図1:各国の1人当たり名目GDPランキング推移 出典:IMF - World Economic Outlook Database(クリックで拡大)

 標準的な経済成長理論によれば、「国民1人当たり実質GDP*)」の成長率は、技術進歩率および資本深化(1人当たりの資本が蓄積されること)のスピードに依存する。これは、働く人たちに備わる技術が高まれば、それは1人当たり実質GDPを押し上げることにつながるという意味だ。加えて、1人当たりに備わる資本が増えるほど、それを活用して多くの財を生産することが可能となる。

*)実質GDPは名目GDPから物価変動による影響を差し引いたもの。

 言い換えれば、新しい製品やソリューション、サービスはイノベーションによって生み出され、それらを実際に使う(使われなければ意味がないのだ)ことが、GDPを押し上げるのだ。専門的な議論は他に譲ることにして、大筋はこのような話になる。

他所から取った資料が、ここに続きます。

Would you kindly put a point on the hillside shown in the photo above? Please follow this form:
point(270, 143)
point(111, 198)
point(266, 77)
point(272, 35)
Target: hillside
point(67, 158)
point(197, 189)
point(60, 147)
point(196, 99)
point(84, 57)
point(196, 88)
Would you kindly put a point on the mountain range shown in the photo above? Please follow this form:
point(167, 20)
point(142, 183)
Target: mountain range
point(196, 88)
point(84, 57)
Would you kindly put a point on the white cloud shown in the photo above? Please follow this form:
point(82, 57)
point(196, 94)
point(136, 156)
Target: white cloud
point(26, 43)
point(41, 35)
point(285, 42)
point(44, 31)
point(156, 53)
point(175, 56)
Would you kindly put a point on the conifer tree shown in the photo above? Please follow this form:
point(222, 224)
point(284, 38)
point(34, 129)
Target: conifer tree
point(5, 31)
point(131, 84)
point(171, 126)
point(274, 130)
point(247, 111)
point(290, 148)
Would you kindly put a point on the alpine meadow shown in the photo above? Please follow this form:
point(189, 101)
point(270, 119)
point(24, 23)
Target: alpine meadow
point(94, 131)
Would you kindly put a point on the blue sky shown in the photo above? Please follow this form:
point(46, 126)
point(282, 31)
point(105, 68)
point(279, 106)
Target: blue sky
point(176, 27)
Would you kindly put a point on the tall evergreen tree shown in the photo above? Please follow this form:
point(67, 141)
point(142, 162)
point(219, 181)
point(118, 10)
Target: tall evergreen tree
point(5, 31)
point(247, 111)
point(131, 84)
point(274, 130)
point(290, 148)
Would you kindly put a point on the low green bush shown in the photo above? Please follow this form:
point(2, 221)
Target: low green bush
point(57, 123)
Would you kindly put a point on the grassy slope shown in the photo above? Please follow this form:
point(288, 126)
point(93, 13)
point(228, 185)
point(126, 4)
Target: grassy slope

 従って、今後日本が経済的な豊かさを維持していくためには、イノベーションを推し進めることが重要になる。それが、今後の日本の経済成長を支える大きな原動力になる。その意味で「イノベーションが日本を救う」のは間違いない。

 この連載を通して筆者は、日本でも世界に問える多くの研究成果が大学や研究機関から出て来ていること、世界に問える技術開発をしているベンチャー企業が以前に比べより多く生まれていることを述べてきた。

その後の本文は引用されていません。